I know there are a lot of discussion lately about the BookGem but I'd like to get other recommendations before making a decision. Thanks!!!


----------



## Hoosiermama (Dec 28, 2009)

My stand is built into the cover. I bought a Speck Kindle cover, and there's a stand built into the inside of the front cover. Just pull it out and it stands. You can also use it as a book style cover. I couldn't decide which type of cover I wanted, and this fits the bill!


----------



## rlkubi (Dec 7, 2009)

Any other comments please?


----------



## kwajkat (Nov 6, 2008)

I use a book stand I got from B&N. It was last summer so it looks like a little beach chair.
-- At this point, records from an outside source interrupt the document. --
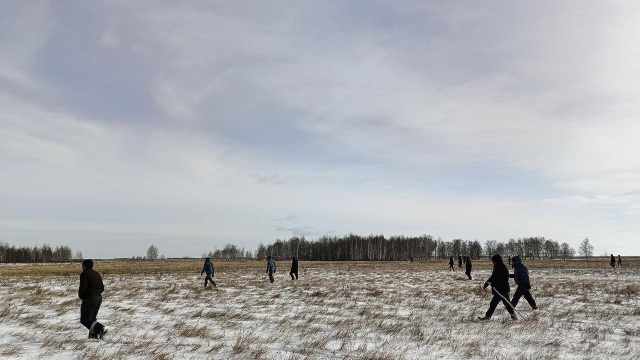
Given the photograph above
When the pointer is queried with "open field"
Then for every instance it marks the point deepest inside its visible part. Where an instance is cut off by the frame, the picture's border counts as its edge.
(343, 310)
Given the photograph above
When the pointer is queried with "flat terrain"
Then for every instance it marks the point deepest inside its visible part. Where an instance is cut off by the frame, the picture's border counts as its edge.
(398, 310)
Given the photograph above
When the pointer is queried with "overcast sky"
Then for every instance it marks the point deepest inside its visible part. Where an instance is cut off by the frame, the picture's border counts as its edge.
(191, 126)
Hey it was cute what can I say Some people use one of those wood/plastic plate holders. If you go to the store (office supply, Walmart, target etc) take your kindle with you and try them out.


----------



## 911jason (Aug 17, 2009)

I use the iZel and have really liked it. Especially how it can be unsnapped to lay flat and fit in my old Belkin Kindle pouch with the K2.
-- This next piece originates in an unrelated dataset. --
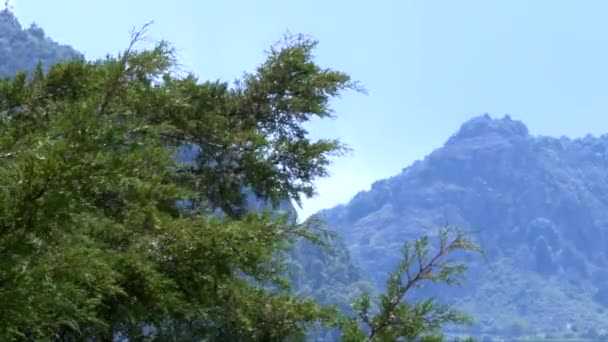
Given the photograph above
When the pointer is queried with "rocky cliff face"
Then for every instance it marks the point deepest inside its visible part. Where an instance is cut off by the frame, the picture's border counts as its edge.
(23, 48)
(538, 205)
Although now that I have an Oberon, I don't know if I'll continue using it. Haven't decided if I'll sell my old Belkin case and the iZel or just keep them.


----------



## drenee (Nov 11, 2008)

http://www.amazon.com/elago-M1-stand-Multi-Media-Portable/dp/B001VNH9YA/ref=sr_1_4?ie=UTF8&tag=kbpst-20&s=wireless&qid=1265417584&sr=8-4

I've been thinking about this one. Not sure if it would be sturdy enough to hold it and not tip over. But I think it would work in landscape mode.
deb


----------



## cheerio (May 16, 2009)

911jason said:


> I use the iZel and have really liked it. Especially how it can be unsnapped to lay flat and fit in my old Belkin Kindle pouch with the K2.
> 
> 
> 
> ...


good video


----------



## kevindorsey (Mar 4, 2009)

Yea, good showing.


----------



## Boston (Nov 7, 2008)

I use a "Book Hug" and love it. My Kindle (and Sony) feel more stable in it than some of the cheaper or more portable stands I tried. I had a coupon at one of the b&m bookstores so it was inexpensive.

It's not portable but its perfect for kitchen reading.
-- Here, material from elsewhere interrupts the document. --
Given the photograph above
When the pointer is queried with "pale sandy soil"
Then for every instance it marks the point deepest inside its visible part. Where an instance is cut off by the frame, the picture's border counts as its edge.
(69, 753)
http://www.amazon.com/Book-hug-Hug/dp/B000WNGBRQ/ref=sr_1_3?ie=UTF8&s=office-products&qid=1265429538&tag=kbpst-20&sr=8-3


----------



## ayuryogini (Jan 3, 2010)

I think you're asking about people w/direct experience, and I don't have it with this, but thought I'd throw it into the mix so you had a lot of choices.
m-edge has one called the Flexstand Bookstand








also, their Platform cover turns into a book stand








(if you order from medgestore.com, you can get a 20% discount using the code "MTWITTER"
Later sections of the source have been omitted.